3 Pierre et l’autre disciple sortirent, et allèrent au tombeau. 4 Ils couraient tous deux ensemble. Mais l’autre disciple courut plus vite que Pierre, et arriva le premier au tombeau; 5 s’étant baissé, il vit les bandes qui étaient à terre, cependant il n’entra pas. 6 Simon Pierre, qui le suivait, arriva et entra dans le tombeau; il vit les bandes qui étaient à terre, 7 et le linge qu’on avait mis sur la tête de Jésus, non pas avec les bandes, mais plié dans un lieu à part. 8 Alors l’autre disciple, qui était arrivé le premier au tombeau, entra aussi; et il vit, et il crut. 9 Car ils ne comprenaient pas encore que, selon l’Ecriture, Jésus devait ressusciter des morts. 10 Et les disciples s’en retournèrent chez eux.

11 Cependant Marie se tenait dehors près du tombeau, et pleurait. Comme elle pleurait, elle se baissa vers le tombeau; 12 et elle vit deux anges vêtus de blanc, assis à la place où avait été couché le corps de Jésus, l’un à la tête, l’autre aux pieds.

13 Ils lui dirent: Femme, pourquoi pleures-tu? Elle leur répondit: Parce qu’ils ont enlevé mon Seigneur, et je ne sais où ils l’ont mis. 14 En disant cela, elle se retourna en arrière, et elle vit Jésus debout; mais elle ne savait pas que c’était Jésus.

15 Jésus lui dit: Femme, pourquoi pleures-tu?
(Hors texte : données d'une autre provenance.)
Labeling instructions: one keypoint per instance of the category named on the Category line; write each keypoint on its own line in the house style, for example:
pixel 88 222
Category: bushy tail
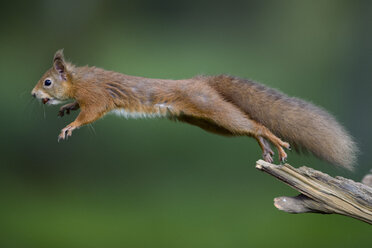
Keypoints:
pixel 302 124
Qui cherches-tu?

Elle, pensant que c’était le jardinier, lui dit: Seigneur, si c’est toi qui l’as emporté, dis-moi où tu l’as mis, et je le prendrai.

16 Jésus lui dit: Marie! Elle se retourna, et lui dit en hébreu: Rabbouni! c’est-à-dire, Maître!

17 Jésus lui dit: Ne me touche pas; car je ne suis pas encore monté vers mon Père. Mais va trouver mes frères, et dis-leur que je monte vers mon Père et votre Père, vers mon Dieu et votre Dieu.

18 Marie de Magdala alla annoncer aux disciples qu’elle avait vu le Seigneur, et qu’il lui avait dit ces choses.

19 Le soir de ce jour, qui était le premier de la semaine, les portes du lieu où se trouvaient les disciples étant fermées, à cause de la crainte qu’ils avaient des Juifs, Jésus vint, se présenta au milieu d’eux, et leur dit: La paix soit avec vous!

20 Et quand il eut dit cela, il leur montra ses mains et son côté. Les disciples furent dans la joie en voyant le Seigneur.

21 Jésus leur dit de nouveau: La paix soit avec vous! Comme le Père m’a envoyé, moi aussi je vous envoie.

22 Après ces paroles, il souffla sur eux, et leur dit: Recevez le Saint-Esprit. 23 Ceux à qui vous pardonnerez les péchés, ils leur seront pardonnés; et ceux à qui vous les retiendrez, ils leur seront retenus.